通过《隐私协议》或《隐私政策》,App运营者一方面能够“公开”“明示”自己的个人信息收集范围、使用方式等,另一方面也通过该过程向用户请求收集信息的授权,获得用户的同意。

在《隐私协议》中,App运营者至少需要向用户告知如下信息:“我们收集您的什么信息”, “我们如何使用您的信息”, “我们如何委托处理、共享、转让、公开披露您的信息”。

除上述以外,运营者还需要在《隐私协议》中介绍运营者基本情况,包括主体信息、联系方式;告知用户权利和实现机制,如用户信息查询方法、更正方法、删除方法等。当隐私政策发生变化后,运营者还需要及时通知用户等。

避免概括授权、强迫授权

如前所述,运营者需要在《隐私政策》中向用户明示个人信息收集范围,而不能用模棱两可的说辞向用户索要概括授权。例如,隐私政策常用的“相关信息”。

“相关信息”既可能指位置信息,也可能指身份信息,还可能指财产信息。因此,包含“相关”等指向不明词汇的条款,就有很大可能被认为是“概括授权”。

如果我们允许这样的表述存在,《隐私政策》就相当于失去意义——用户仍不知道自己所下载的App究竟在后台偷偷收集了什么。

更恰当的表述,是告知用户收集信息的范围,即具体至前述的个人身份信息、个人教育工作信息、个人上网记录、个人财产信息等。如涉及多项业务,且收集信息有区分的,最好再根据不同的业务向用户告知不同的信息收集范围。

此外,除了明确信息收集范围、保障用户知情权外,正当、必要的信息收集还有另一层要求:不能强迫用户进行授权。此处的强迫,不是指简单粗暴的直接强迫,而是一系列以其他形式表现出的、间接的、“消极”的强迫。如,“注册即视为同意所有隐私政策”,或“使用我方服务即视为同意隐私政策”,乃至“使用我方A服务即同意ABCD四项服务的所有隐私政策”。
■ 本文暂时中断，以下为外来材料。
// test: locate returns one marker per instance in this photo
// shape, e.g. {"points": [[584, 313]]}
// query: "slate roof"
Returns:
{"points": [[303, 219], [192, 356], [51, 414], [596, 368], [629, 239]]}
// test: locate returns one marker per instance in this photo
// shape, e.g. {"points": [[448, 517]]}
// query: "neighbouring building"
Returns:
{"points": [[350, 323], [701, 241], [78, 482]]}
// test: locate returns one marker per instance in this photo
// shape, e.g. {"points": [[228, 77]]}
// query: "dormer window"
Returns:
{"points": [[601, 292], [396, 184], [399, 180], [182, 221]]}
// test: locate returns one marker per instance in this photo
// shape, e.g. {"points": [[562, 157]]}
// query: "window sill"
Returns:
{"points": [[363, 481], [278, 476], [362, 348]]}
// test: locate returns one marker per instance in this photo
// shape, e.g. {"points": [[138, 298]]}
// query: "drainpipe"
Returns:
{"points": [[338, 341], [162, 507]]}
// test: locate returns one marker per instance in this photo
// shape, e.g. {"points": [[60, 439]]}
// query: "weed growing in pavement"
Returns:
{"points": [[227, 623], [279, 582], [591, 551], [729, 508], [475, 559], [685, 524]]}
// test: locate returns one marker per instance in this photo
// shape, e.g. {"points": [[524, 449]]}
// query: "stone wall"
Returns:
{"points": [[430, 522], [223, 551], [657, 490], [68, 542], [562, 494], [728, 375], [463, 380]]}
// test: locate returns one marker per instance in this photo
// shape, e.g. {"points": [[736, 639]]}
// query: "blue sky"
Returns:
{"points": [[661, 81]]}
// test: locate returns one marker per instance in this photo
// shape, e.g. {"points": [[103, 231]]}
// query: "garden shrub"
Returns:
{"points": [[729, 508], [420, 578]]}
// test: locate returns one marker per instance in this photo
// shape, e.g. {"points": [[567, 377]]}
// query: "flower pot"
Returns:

如果说前述“模棱两可”的表述从用户知情权角度削弱了用户“明示同意”的可信度,强迫性的表述就从选择权角度削弱了可信度。

搜集要克制,不能“全都要”

在个人信息收集的风险防范中,除了上文提及的《网络安全法》第四十一条第一款,第四十一条的第二款同样重要:“网络运营者不得收集与其提供的服务无关的个人信息,不得违反法律、行政法规的规定和双方的约定收集、使用个人信息,并应当依照法律、行政法规的规定和与用户的约定,处理其保存的个人信息。” 该款为运营者在个人信息收集、使用、保存等全过程勾勒出一条清晰的红线,结合《网络安全法》第六十四条,将法律责任安排得明明白白。
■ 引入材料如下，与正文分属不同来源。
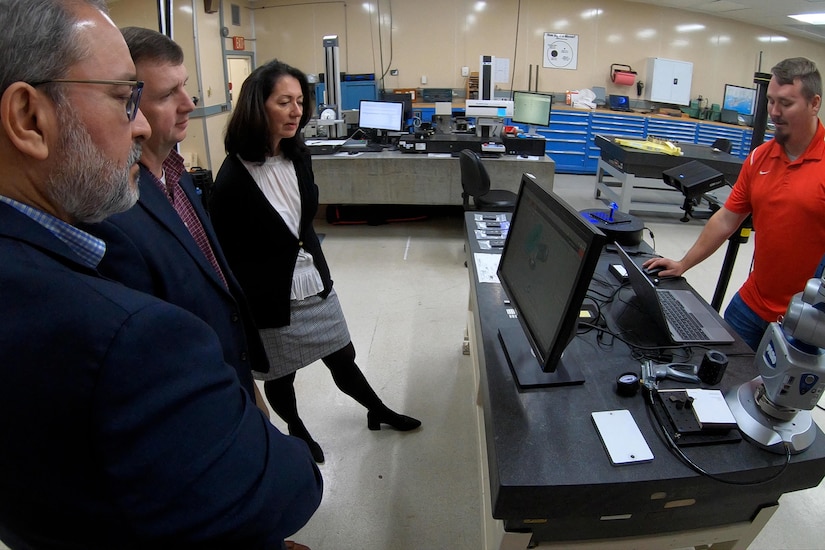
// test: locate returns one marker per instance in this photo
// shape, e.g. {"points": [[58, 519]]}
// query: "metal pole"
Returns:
{"points": [[760, 120], [332, 79]]}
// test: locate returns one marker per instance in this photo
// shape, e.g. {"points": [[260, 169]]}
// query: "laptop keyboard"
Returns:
{"points": [[685, 323]]}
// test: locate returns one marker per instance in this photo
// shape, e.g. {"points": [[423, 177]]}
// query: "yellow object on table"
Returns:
{"points": [[652, 144]]}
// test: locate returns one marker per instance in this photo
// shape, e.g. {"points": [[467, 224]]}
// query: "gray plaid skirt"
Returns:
{"points": [[316, 329]]}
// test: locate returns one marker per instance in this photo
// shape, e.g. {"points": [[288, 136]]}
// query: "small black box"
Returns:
{"points": [[693, 178], [524, 146]]}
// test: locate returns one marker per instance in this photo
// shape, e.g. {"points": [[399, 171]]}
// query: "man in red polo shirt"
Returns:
{"points": [[782, 184]]}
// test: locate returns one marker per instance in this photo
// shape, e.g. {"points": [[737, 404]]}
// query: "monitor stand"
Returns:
{"points": [[526, 368]]}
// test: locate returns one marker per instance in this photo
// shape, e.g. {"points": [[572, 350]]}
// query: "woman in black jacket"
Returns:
{"points": [[262, 207]]}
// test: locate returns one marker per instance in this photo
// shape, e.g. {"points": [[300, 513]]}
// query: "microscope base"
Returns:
{"points": [[767, 432]]}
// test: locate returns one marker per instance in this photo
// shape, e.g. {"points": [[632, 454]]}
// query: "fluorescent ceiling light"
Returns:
{"points": [[810, 18]]}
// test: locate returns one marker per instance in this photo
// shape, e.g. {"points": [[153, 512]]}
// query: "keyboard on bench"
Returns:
{"points": [[683, 321]]}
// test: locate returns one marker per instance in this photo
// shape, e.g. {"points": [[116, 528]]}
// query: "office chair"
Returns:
{"points": [[475, 183], [723, 145]]}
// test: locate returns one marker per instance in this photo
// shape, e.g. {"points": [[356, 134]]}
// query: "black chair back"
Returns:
{"points": [[475, 182]]}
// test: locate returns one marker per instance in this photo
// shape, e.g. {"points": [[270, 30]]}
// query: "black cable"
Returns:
{"points": [[698, 469]]}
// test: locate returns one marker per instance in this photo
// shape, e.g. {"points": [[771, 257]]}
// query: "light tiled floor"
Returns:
{"points": [[404, 290]]}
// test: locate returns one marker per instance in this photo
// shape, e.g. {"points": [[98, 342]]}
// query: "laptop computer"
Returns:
{"points": [[687, 319], [619, 103]]}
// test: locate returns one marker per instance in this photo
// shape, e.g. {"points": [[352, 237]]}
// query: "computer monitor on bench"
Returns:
{"points": [[549, 258]]}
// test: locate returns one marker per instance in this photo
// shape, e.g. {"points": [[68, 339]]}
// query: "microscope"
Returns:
{"points": [[773, 409]]}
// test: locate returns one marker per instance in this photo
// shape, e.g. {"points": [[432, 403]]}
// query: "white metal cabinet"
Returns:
{"points": [[668, 80]]}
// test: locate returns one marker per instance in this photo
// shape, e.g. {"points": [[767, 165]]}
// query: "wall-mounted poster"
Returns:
{"points": [[561, 51]]}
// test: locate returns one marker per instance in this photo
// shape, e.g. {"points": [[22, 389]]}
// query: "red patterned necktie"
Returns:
{"points": [[190, 219]]}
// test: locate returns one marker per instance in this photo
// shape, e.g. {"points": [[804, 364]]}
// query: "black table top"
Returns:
{"points": [[549, 472], [648, 164]]}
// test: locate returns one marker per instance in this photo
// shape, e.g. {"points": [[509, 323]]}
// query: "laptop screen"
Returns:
{"points": [[619, 101]]}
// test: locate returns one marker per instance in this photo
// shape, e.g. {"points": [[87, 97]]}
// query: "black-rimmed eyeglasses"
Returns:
{"points": [[132, 104]]}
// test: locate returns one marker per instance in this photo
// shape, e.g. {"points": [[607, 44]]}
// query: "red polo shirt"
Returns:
{"points": [[787, 200]]}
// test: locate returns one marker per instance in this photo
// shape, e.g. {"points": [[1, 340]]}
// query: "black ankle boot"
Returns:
{"points": [[400, 422], [301, 433]]}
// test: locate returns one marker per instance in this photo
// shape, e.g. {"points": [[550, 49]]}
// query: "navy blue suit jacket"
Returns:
{"points": [[120, 424], [149, 249]]}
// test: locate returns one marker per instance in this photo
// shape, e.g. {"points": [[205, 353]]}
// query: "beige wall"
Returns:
{"points": [[435, 38]]}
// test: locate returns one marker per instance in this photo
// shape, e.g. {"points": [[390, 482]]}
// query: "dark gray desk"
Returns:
{"points": [[404, 178], [549, 477], [629, 166]]}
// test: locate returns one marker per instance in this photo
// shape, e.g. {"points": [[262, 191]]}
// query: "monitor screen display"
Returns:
{"points": [[381, 115], [549, 258], [406, 99], [532, 108], [739, 99]]}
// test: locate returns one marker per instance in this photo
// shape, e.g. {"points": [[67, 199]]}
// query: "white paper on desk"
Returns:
{"points": [[486, 267], [332, 142]]}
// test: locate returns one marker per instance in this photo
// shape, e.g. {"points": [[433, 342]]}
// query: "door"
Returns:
{"points": [[239, 68]]}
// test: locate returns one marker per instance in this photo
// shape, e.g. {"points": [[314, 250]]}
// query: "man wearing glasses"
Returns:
{"points": [[165, 245], [121, 426]]}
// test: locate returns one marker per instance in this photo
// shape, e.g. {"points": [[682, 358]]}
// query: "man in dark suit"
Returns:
{"points": [[165, 245], [121, 426]]}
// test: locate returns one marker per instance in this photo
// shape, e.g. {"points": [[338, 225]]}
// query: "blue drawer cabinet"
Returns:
{"points": [[675, 130], [612, 124], [351, 93], [567, 141]]}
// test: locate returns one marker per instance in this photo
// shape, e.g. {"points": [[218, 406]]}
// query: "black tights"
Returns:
{"points": [[345, 373]]}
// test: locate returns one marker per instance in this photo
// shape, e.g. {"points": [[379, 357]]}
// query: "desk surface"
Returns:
{"points": [[392, 177], [548, 470], [647, 164]]}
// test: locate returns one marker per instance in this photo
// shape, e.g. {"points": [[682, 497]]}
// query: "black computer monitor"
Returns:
{"points": [[545, 269], [380, 115], [406, 99], [532, 108], [740, 99]]}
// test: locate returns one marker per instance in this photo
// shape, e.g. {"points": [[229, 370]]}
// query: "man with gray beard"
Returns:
{"points": [[165, 245], [121, 426]]}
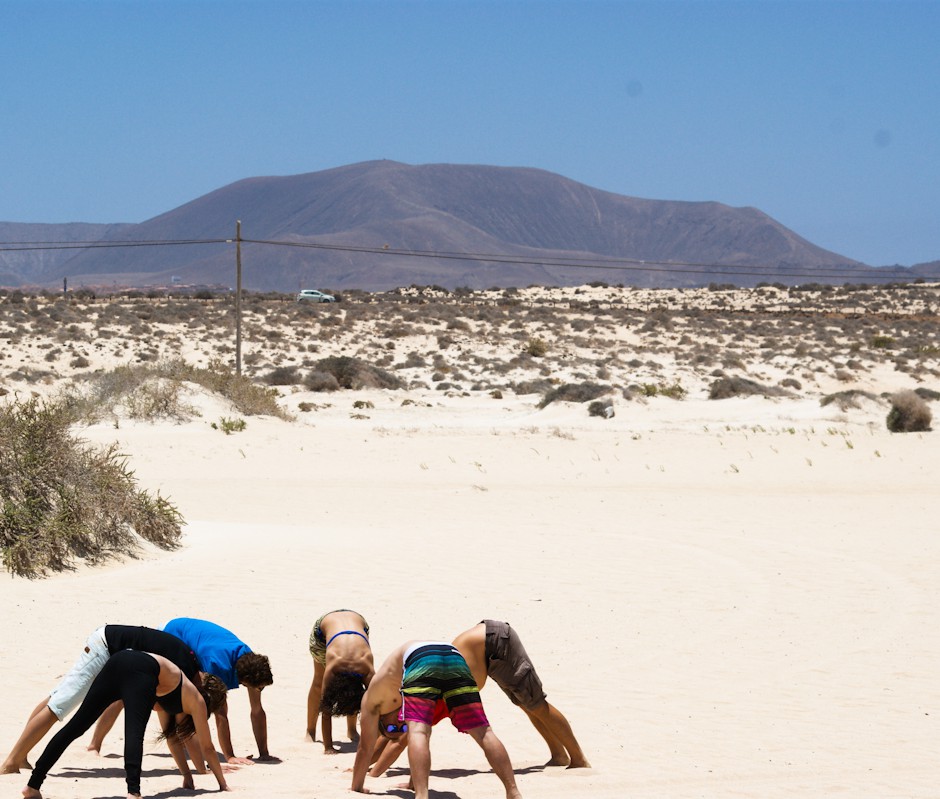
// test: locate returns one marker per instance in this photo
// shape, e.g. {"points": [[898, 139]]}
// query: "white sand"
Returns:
{"points": [[736, 598]]}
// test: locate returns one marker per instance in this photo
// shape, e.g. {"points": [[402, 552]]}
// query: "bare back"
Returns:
{"points": [[472, 645]]}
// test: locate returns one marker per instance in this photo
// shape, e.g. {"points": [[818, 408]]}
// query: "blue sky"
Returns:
{"points": [[825, 115]]}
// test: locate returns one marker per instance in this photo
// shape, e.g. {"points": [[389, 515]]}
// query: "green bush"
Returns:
{"points": [[61, 501], [355, 374], [152, 391], [536, 347], [909, 413], [574, 392]]}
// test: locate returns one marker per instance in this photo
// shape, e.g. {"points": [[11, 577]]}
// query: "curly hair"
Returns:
{"points": [[342, 695], [214, 691], [254, 669]]}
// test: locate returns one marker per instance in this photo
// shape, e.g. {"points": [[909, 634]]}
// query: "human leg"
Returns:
{"points": [[497, 757], [102, 693], [104, 725], [137, 682], [40, 722], [64, 698], [419, 757], [557, 732]]}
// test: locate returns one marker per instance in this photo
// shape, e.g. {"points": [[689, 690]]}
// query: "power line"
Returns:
{"points": [[623, 264], [27, 246], [599, 263]]}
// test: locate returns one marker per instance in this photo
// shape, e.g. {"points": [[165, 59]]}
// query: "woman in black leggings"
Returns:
{"points": [[144, 682]]}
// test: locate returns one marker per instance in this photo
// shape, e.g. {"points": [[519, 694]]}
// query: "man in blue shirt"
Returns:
{"points": [[222, 653]]}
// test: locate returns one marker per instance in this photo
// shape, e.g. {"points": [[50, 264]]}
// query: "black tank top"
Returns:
{"points": [[172, 702]]}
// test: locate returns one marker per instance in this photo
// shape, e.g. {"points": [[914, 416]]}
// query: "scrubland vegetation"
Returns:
{"points": [[70, 361]]}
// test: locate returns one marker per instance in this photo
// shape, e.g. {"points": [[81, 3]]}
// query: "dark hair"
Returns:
{"points": [[214, 692], [342, 695], [254, 669], [182, 732]]}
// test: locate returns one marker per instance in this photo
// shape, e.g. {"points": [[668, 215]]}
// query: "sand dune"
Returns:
{"points": [[725, 598]]}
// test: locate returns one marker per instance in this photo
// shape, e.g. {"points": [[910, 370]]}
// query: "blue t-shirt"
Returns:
{"points": [[216, 648]]}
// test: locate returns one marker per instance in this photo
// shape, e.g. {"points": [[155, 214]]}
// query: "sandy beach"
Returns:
{"points": [[734, 598]]}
在网络安全法中存在个人信息保护的“最小必要原则”,即在用户授权下,只收集、储存符合App目的的最少个人信息类型和数量,并且在目的达成后及时删除个人信息。其中,所谓的“符合App目的”,是要求收集的个人信息的类型应与实现产品或服务的业务功能有直接关联。换言之,如果没有上述个人信息的参与,目的就无法实现。只有存在直接关联,App运营者才有足够正当的理由要求用户提供个人信息,或记录用户相关的信息。同时,在App储存个人信息时,也要注意必要的时间限度——这主要考虑到信息安全的问题。对于超出储存时间限度的个人信息,运营者要及时进行匿名化处理。否则,超时储存的信息不仅会增加安全隐患,更会为运营者自身添加不必要的负担。

此外,最小必要原则还要求“自动采集个人信息的频率应是实现产品或服务的业务功能所必需的最低频率”。例如,社交类App在用户发动态时,可能需要自动采集用户地理位置信息以显示所在地;但如果该App不仅在用户需要显示位置时自动采集地理信息,还在后台运行过程中采集相关信息——相当于是在记录用户行动轨迹——则显然有违最小必要原则。

最后,最小必要原则要求的第三点,是“间接获取个人信息的数量应是实现产品或服务的业务功能所必需的最少数量”。上文对间接获取个人信息已有提及,就是指从关联方、合作方处获得用户在其他平台留下的信息。在最小必要原则的语境下,间接获取个人信息应当以满足App目的为前提,而不得随意、大量地间接收集该用户的其他信息。否则,暂且不论该种间接收集行为是否合法或是否能合法,多平台无条件共享用户信息与一平台超范围采集用户信息又有何异?

谨慎“共享”用户数据,防范刑事风险

《网络安全法》对于运营者行为的诸多限制,并不是担心运营者借此获取超额利润,而仍然是出于对用户个人信息保护的法益考量。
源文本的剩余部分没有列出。